En curso legal

Premio ‘Woman Together’ de la ONU

Isabel Estapé Tous
[Notaria, académica de Ciencias
Económicas y Financieras]

“LA SEGURIDAD JURÍDICA PREVENTIVA ES CLAVE PARA ERRADICAR LA POBREZA”

Isabel Estapé Tous tiene vocación de número uno. Fue la agente de cambio y bolsa más joven y ha sido la primera mujer en ingresar en la Academia de Ciencias Económicas y Financieras. Economista, consejera de la Bolsa, colaboradora de diversas ONG, tertuliana de radio, profesora... Ahora suma otra distinción –más modesta–: es la primera mujer entrevistada en “En curso legal”.

JOSÉ M. CARRASCOSA

EN 1982 ingresó en el cuerpo de Agentes de Cambio y Bolsa; corporación que se fusionó con la de Corredores de Comercio; que, a su vez, se integró en el Notariado en el año 2000. En poco tiempo ha cambiado el parqué de la bolsa por la notaría. Profesionalmente, ¿cómo ha vivido esta evolución?
–La he vivido bastante bien. Todo lo que es la práctica financiera y mercantil me encanta, siempre me he considerado más mercantilista que civilista. Cuando yo era agente de cambio y bolsa, un cuñado notario –Luis Rojas– me decía que las dos profesiones iban a terminar siendo lo mismo, porque la práctica notarial iba a ser cada vez más financiera y la vida económica iba a volverse más jurídica. El tiempo le ha dado la razón.

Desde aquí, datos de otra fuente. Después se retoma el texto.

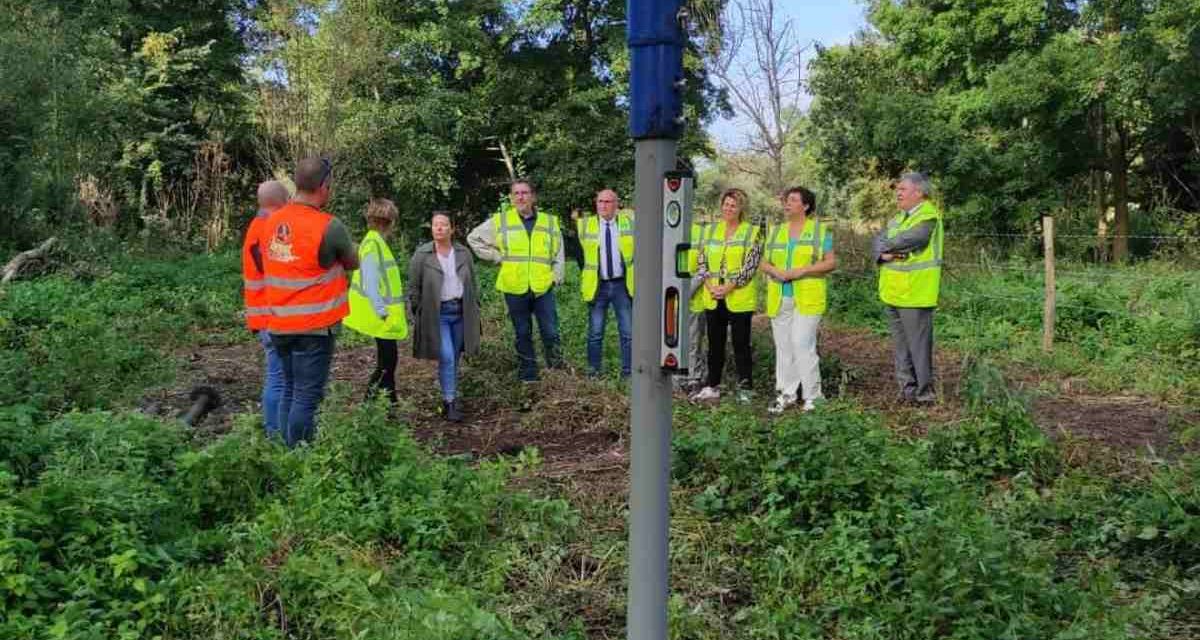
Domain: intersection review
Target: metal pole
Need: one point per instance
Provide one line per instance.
(651, 406)
(655, 123)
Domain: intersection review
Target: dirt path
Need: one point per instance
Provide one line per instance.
(1126, 424)
(580, 425)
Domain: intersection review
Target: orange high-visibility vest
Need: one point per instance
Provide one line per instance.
(301, 295)
(253, 291)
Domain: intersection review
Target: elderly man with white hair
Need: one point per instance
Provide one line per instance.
(909, 252)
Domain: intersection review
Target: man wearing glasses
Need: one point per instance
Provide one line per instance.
(307, 255)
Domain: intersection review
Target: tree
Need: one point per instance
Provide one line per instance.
(766, 82)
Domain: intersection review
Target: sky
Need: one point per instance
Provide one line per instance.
(828, 22)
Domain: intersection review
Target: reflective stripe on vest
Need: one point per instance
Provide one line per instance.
(916, 280)
(301, 294)
(699, 235)
(808, 292)
(253, 288)
(363, 317)
(526, 258)
(732, 255)
(592, 243)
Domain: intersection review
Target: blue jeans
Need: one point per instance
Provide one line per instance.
(522, 309)
(306, 360)
(610, 293)
(449, 347)
(273, 386)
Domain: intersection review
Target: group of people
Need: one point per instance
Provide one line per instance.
(295, 259)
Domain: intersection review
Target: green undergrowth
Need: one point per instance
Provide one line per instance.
(1123, 329)
(840, 530)
(101, 335)
(118, 526)
(822, 525)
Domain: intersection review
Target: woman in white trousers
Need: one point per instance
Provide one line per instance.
(797, 257)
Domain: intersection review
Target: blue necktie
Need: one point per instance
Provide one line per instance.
(607, 249)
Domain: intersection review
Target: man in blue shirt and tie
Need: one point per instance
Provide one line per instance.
(607, 277)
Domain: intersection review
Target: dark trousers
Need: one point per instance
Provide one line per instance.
(522, 310)
(718, 320)
(306, 360)
(615, 294)
(383, 378)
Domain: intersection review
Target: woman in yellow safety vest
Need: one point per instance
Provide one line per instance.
(726, 269)
(377, 295)
(797, 256)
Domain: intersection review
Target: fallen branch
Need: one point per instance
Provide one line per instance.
(25, 258)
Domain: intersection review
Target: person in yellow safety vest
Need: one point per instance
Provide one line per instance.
(797, 257)
(726, 269)
(607, 277)
(909, 252)
(377, 297)
(528, 245)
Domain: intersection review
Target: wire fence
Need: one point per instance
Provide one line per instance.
(1103, 295)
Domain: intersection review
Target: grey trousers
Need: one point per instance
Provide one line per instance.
(912, 333)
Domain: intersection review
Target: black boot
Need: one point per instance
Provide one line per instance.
(453, 412)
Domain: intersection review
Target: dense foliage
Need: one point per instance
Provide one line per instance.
(1020, 109)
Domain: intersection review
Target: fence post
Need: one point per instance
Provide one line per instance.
(1049, 311)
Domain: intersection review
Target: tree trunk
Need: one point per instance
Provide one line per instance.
(1120, 196)
(1098, 186)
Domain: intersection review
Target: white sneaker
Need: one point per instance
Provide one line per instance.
(781, 402)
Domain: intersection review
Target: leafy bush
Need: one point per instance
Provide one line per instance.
(117, 526)
(847, 532)
(91, 345)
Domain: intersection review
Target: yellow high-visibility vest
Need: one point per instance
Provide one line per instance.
(363, 317)
(809, 292)
(916, 280)
(697, 239)
(732, 255)
(527, 258)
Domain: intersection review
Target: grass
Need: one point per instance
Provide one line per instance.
(827, 525)
(1121, 329)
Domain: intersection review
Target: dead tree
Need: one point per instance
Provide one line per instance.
(761, 66)
(25, 259)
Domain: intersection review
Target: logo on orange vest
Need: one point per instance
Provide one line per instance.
(280, 249)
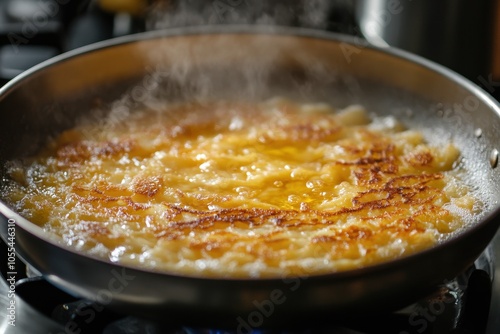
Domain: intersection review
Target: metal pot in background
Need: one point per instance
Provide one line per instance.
(458, 34)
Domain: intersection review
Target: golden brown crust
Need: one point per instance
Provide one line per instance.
(245, 190)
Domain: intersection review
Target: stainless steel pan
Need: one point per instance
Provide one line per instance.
(251, 63)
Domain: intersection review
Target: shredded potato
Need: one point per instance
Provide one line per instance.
(244, 190)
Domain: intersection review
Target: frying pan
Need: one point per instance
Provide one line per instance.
(251, 63)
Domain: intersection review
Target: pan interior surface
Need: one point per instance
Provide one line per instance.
(303, 66)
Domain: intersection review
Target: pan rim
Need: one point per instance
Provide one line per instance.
(449, 74)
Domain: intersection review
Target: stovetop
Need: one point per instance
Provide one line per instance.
(470, 303)
(34, 30)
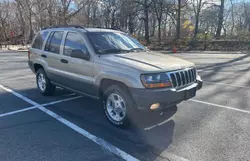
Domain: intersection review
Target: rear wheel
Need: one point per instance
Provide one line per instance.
(43, 83)
(118, 106)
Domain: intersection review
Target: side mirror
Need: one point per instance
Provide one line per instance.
(78, 53)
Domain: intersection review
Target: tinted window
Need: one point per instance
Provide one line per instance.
(54, 42)
(40, 38)
(73, 41)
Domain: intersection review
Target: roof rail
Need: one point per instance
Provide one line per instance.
(110, 28)
(64, 26)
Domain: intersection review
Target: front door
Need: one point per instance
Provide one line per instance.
(79, 71)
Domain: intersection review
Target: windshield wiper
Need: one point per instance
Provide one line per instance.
(108, 51)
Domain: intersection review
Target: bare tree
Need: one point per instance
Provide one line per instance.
(220, 21)
(197, 5)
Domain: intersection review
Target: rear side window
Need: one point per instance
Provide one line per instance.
(54, 42)
(40, 38)
(73, 41)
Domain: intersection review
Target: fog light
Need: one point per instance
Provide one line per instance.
(154, 106)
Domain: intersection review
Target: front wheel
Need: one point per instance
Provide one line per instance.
(118, 106)
(43, 83)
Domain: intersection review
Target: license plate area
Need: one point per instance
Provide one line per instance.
(190, 93)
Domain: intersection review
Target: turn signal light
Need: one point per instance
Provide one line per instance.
(154, 106)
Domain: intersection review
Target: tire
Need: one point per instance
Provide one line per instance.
(43, 83)
(125, 118)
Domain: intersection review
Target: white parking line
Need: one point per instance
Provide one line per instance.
(104, 144)
(226, 107)
(33, 107)
(17, 111)
(224, 84)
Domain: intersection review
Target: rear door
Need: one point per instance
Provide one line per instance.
(79, 71)
(51, 54)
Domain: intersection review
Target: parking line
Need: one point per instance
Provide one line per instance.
(226, 107)
(33, 107)
(17, 111)
(224, 84)
(104, 144)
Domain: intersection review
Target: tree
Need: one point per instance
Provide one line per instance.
(220, 21)
(159, 7)
(145, 4)
(180, 5)
(197, 5)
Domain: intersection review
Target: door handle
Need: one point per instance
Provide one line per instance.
(44, 56)
(64, 61)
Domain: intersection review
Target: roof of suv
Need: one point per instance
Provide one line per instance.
(77, 28)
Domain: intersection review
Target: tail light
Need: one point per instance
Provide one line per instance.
(29, 54)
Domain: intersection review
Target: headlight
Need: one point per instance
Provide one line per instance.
(160, 80)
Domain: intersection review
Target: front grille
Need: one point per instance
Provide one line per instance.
(183, 77)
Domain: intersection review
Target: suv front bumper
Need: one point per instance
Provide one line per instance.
(144, 98)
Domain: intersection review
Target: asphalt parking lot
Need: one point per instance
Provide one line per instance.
(213, 126)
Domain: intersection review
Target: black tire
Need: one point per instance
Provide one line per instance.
(130, 105)
(49, 88)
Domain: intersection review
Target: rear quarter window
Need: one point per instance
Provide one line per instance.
(39, 40)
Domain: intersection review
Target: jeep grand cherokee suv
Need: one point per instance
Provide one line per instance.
(112, 66)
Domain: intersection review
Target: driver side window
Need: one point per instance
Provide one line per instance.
(73, 41)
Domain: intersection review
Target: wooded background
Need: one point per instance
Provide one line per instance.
(157, 22)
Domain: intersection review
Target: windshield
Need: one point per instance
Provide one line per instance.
(111, 42)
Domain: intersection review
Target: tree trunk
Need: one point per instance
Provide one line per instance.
(232, 29)
(178, 25)
(220, 22)
(146, 23)
(159, 31)
(130, 24)
(31, 29)
(196, 30)
(113, 19)
(197, 18)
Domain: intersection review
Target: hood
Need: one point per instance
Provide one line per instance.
(149, 61)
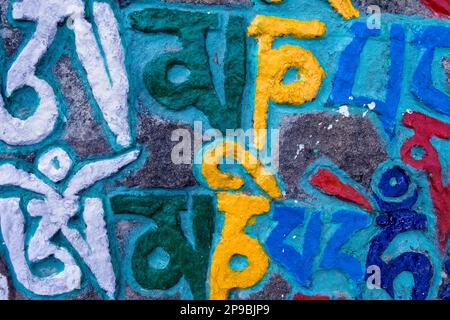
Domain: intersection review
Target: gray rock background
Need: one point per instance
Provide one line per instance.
(352, 143)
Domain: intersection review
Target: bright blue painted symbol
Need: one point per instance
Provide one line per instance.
(300, 265)
(348, 64)
(422, 85)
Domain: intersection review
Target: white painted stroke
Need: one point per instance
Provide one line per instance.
(4, 289)
(110, 90)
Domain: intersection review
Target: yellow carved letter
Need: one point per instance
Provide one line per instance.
(238, 209)
(273, 64)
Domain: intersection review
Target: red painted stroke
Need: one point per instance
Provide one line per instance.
(317, 297)
(329, 183)
(440, 8)
(425, 128)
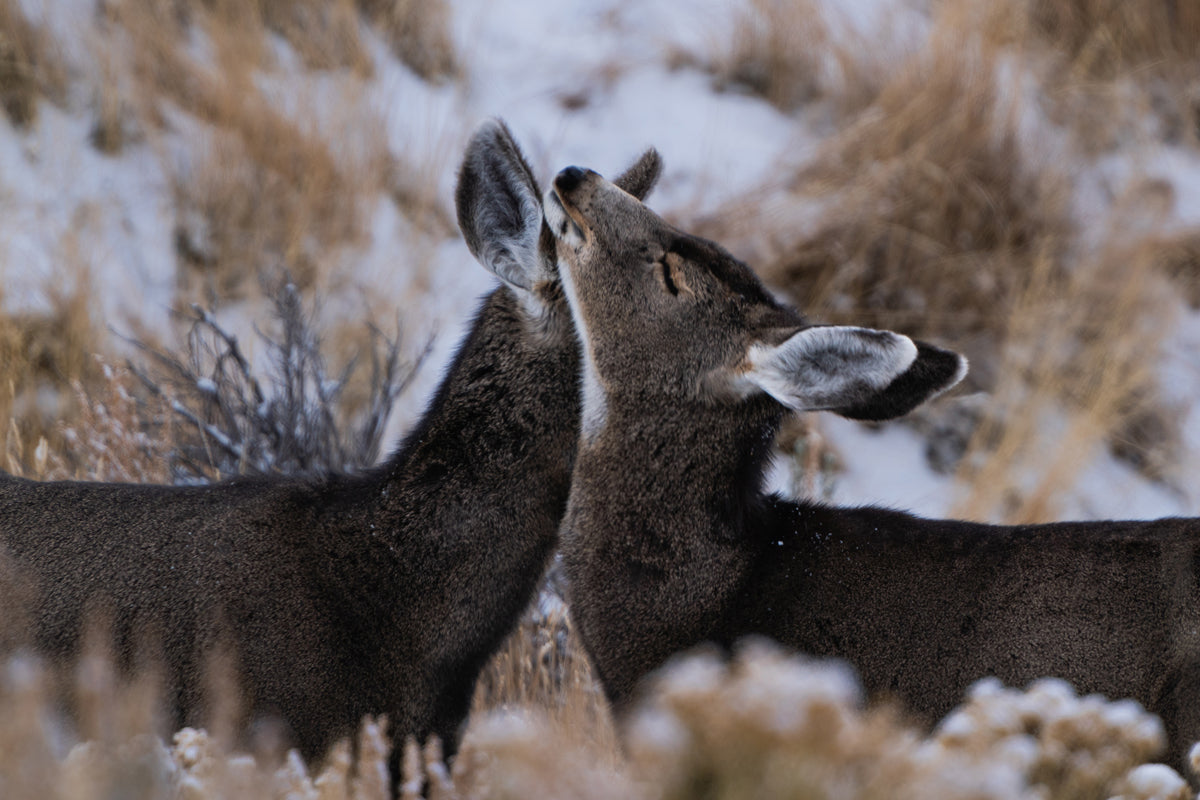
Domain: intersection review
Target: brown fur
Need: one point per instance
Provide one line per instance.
(348, 595)
(670, 540)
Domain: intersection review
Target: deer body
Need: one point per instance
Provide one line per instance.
(376, 594)
(670, 540)
(382, 594)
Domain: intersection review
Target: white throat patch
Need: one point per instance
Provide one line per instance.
(595, 403)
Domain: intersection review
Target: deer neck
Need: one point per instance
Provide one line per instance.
(678, 465)
(498, 437)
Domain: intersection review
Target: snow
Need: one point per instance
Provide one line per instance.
(580, 82)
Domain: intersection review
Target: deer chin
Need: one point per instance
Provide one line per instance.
(562, 222)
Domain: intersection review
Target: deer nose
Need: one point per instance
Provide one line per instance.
(570, 179)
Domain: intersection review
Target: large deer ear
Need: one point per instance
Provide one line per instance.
(642, 175)
(499, 209)
(856, 372)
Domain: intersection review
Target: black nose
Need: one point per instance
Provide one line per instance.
(570, 178)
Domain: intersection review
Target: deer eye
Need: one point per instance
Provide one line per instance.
(672, 275)
(667, 281)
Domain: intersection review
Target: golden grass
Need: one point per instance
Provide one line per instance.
(45, 356)
(767, 725)
(271, 170)
(1077, 372)
(31, 67)
(930, 211)
(787, 53)
(1111, 71)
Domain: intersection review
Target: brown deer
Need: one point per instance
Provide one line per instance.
(669, 540)
(349, 595)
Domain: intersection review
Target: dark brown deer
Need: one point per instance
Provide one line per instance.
(348, 595)
(670, 540)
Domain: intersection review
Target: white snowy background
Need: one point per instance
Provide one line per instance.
(580, 82)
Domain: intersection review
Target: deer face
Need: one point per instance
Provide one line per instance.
(669, 317)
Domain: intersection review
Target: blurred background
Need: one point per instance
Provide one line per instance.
(1015, 180)
(219, 215)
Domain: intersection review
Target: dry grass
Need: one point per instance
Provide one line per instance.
(267, 170)
(933, 211)
(765, 726)
(1078, 373)
(45, 356)
(1111, 71)
(929, 209)
(791, 54)
(31, 67)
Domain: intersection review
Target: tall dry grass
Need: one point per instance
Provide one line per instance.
(766, 725)
(940, 210)
(267, 168)
(47, 359)
(31, 67)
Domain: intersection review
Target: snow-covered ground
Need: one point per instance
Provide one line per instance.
(580, 82)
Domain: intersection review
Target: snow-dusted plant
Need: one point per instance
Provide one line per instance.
(288, 420)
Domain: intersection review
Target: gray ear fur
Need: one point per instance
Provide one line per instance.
(642, 175)
(857, 372)
(499, 208)
(829, 367)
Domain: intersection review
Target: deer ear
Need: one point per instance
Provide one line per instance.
(856, 372)
(642, 175)
(499, 209)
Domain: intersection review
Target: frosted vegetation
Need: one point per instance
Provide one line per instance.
(259, 194)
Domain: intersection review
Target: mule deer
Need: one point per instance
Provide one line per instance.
(349, 595)
(669, 540)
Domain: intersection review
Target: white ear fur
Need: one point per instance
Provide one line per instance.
(513, 253)
(499, 208)
(828, 367)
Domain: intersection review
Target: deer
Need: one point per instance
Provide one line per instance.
(670, 540)
(346, 595)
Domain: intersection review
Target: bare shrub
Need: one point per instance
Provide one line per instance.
(30, 65)
(292, 422)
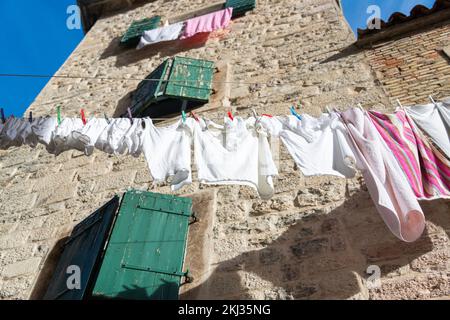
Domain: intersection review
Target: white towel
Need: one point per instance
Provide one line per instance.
(434, 119)
(235, 154)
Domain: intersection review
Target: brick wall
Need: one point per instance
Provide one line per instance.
(414, 66)
(314, 239)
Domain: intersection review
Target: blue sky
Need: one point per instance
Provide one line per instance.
(35, 40)
(355, 10)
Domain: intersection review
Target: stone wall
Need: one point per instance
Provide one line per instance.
(314, 239)
(414, 65)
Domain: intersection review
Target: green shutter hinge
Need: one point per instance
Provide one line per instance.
(188, 278)
(194, 218)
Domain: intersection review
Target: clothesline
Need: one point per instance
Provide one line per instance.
(404, 157)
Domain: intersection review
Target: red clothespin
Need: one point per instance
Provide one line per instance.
(194, 116)
(83, 117)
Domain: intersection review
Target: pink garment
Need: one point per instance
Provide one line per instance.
(207, 23)
(385, 180)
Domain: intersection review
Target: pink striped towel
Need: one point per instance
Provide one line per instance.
(207, 23)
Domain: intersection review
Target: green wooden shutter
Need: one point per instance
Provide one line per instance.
(150, 91)
(134, 32)
(83, 249)
(144, 256)
(240, 7)
(174, 81)
(190, 78)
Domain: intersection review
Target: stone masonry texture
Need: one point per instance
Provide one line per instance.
(317, 237)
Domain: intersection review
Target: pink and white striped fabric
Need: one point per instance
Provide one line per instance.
(207, 23)
(427, 169)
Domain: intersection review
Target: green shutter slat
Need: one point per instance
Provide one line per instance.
(145, 253)
(179, 78)
(240, 7)
(190, 78)
(82, 249)
(134, 32)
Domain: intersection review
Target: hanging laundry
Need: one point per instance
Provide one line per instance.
(166, 33)
(427, 170)
(110, 139)
(131, 140)
(236, 153)
(207, 23)
(318, 146)
(387, 185)
(88, 134)
(168, 152)
(434, 120)
(67, 136)
(42, 130)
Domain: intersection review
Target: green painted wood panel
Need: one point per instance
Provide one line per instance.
(190, 78)
(134, 32)
(82, 249)
(150, 90)
(144, 256)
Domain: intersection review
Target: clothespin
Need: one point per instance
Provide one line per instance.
(432, 100)
(106, 117)
(3, 115)
(58, 114)
(194, 116)
(130, 116)
(83, 117)
(294, 113)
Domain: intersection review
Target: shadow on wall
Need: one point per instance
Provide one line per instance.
(125, 56)
(320, 257)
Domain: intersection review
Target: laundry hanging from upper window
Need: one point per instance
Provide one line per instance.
(187, 29)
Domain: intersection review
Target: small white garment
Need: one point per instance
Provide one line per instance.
(131, 140)
(86, 137)
(319, 146)
(167, 151)
(236, 153)
(66, 136)
(166, 33)
(434, 119)
(110, 139)
(385, 180)
(43, 129)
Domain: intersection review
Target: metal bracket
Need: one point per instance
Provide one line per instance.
(194, 218)
(154, 270)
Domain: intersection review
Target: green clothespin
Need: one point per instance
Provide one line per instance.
(58, 114)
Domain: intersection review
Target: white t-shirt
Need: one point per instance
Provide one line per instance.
(319, 146)
(236, 153)
(435, 121)
(167, 151)
(87, 136)
(43, 129)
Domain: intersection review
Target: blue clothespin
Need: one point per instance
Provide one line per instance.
(130, 116)
(3, 115)
(294, 113)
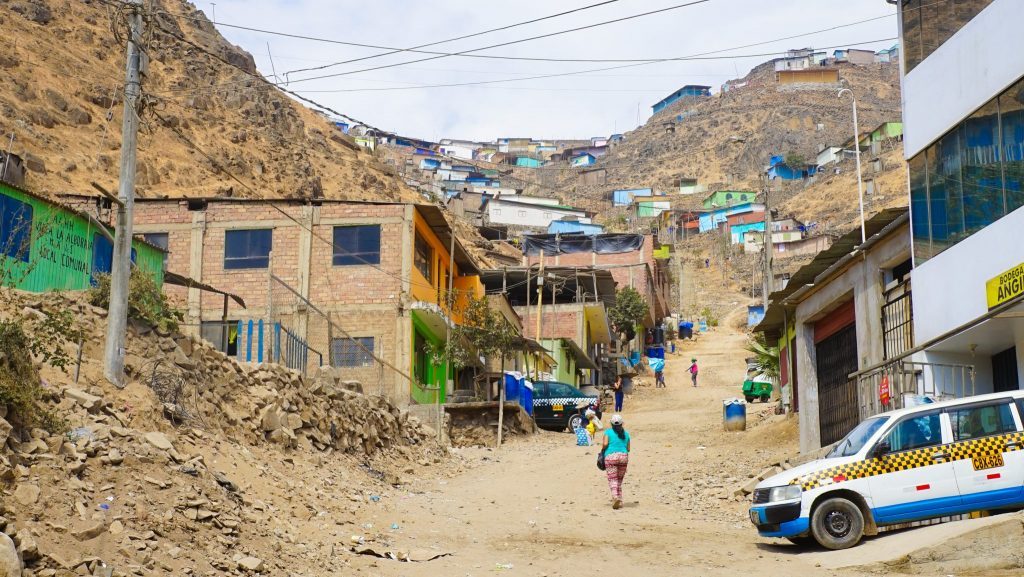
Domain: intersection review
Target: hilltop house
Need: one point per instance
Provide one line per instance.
(377, 270)
(688, 91)
(728, 198)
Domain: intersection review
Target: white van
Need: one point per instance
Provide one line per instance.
(932, 460)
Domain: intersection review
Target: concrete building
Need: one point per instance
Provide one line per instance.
(378, 270)
(847, 310)
(965, 150)
(688, 91)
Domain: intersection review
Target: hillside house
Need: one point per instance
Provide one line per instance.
(625, 197)
(48, 246)
(528, 162)
(846, 310)
(713, 219)
(503, 210)
(816, 75)
(728, 198)
(585, 159)
(688, 91)
(566, 322)
(379, 270)
(854, 56)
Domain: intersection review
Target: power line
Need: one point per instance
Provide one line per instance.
(416, 48)
(559, 75)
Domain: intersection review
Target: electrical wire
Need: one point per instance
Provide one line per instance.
(463, 37)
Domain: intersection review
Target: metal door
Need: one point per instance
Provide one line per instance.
(838, 407)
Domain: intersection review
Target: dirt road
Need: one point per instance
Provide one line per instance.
(539, 506)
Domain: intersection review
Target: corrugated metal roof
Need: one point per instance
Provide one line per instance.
(774, 317)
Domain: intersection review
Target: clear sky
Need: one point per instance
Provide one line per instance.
(563, 105)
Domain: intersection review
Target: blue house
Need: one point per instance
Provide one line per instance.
(777, 168)
(691, 90)
(570, 227)
(625, 197)
(585, 159)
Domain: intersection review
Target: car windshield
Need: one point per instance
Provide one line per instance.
(854, 442)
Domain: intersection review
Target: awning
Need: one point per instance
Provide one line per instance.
(182, 281)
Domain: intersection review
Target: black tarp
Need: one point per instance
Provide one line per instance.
(578, 242)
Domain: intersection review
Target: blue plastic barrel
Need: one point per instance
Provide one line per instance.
(734, 414)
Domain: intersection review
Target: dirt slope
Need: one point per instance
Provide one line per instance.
(61, 65)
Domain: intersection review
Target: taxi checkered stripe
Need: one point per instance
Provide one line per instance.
(562, 401)
(987, 446)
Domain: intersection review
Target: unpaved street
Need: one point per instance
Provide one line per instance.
(541, 505)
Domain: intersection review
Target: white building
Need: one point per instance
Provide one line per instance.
(502, 211)
(964, 139)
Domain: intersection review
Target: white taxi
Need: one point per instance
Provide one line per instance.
(927, 461)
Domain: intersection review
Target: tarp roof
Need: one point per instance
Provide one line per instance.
(774, 317)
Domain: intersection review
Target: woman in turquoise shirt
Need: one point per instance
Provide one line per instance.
(616, 457)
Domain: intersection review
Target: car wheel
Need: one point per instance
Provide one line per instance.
(574, 422)
(838, 524)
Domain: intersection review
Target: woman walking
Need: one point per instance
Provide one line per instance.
(616, 457)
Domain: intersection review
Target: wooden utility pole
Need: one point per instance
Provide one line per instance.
(769, 249)
(117, 318)
(540, 296)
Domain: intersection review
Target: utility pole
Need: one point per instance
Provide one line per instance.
(117, 317)
(769, 249)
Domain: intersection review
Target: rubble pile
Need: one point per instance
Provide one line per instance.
(199, 466)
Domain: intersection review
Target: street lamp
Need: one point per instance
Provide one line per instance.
(856, 148)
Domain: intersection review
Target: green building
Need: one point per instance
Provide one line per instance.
(728, 198)
(46, 246)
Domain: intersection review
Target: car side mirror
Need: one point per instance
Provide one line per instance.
(882, 449)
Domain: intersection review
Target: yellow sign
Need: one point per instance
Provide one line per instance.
(1005, 287)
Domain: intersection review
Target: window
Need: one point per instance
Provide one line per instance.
(422, 257)
(15, 228)
(970, 177)
(915, 433)
(352, 352)
(357, 245)
(159, 239)
(248, 249)
(982, 420)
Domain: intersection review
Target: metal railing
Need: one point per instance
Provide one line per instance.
(909, 382)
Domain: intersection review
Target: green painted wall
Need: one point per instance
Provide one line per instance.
(60, 250)
(565, 369)
(432, 373)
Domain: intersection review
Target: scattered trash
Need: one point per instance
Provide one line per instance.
(403, 557)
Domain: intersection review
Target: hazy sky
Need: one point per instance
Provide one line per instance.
(574, 106)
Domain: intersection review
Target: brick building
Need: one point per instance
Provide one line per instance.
(350, 278)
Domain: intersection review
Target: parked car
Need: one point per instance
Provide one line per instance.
(932, 460)
(560, 406)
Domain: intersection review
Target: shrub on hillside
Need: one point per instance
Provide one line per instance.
(145, 300)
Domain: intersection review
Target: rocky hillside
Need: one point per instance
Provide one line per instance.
(65, 110)
(726, 140)
(199, 466)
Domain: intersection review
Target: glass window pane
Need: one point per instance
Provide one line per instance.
(248, 249)
(1012, 114)
(919, 209)
(975, 422)
(982, 173)
(916, 433)
(357, 245)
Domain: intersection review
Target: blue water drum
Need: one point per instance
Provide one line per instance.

–En su conferencia de ingreso en la Real Academia de Ciencias Económicas y Financieras sobre “El Fin de la Pobreza: reto de todo economista del siglo XXI” apuntó a la seguridad jurídica como elemento clave en la ayuda al desarrollo. ¿De qué manera se puede incorporar este concepto a las economías menos favorecidas?
–Pues poquito a poco, igual que lo incorporamos en su día en Europa. En estos países gozan de una ventaja que nosotros no tuvimos y es la experiencia vivida en los estados donde existe la seguridad jurídica preventiva.

Un ejemplo muy significativo sobre la seguridad jurídica en estos países es lo ocurrido con la compañía telefónica de Perú; el gobierno quería sacarla a pública subasta pero no existía ningún tipo de título y nadie quería pujar por ella, entonces decidieron comenzar su titulización, lo que costó cerca de 5.000 millones de las antiguas pesetas en un proceso de casi dos años. Dotar de seguridad jurídica a la empresa supuso que Telefónica de España adquiriera por una cantidad impactante la compañía que, por cierto, se ha convertido en una de las filiales más rentables para Telefónica.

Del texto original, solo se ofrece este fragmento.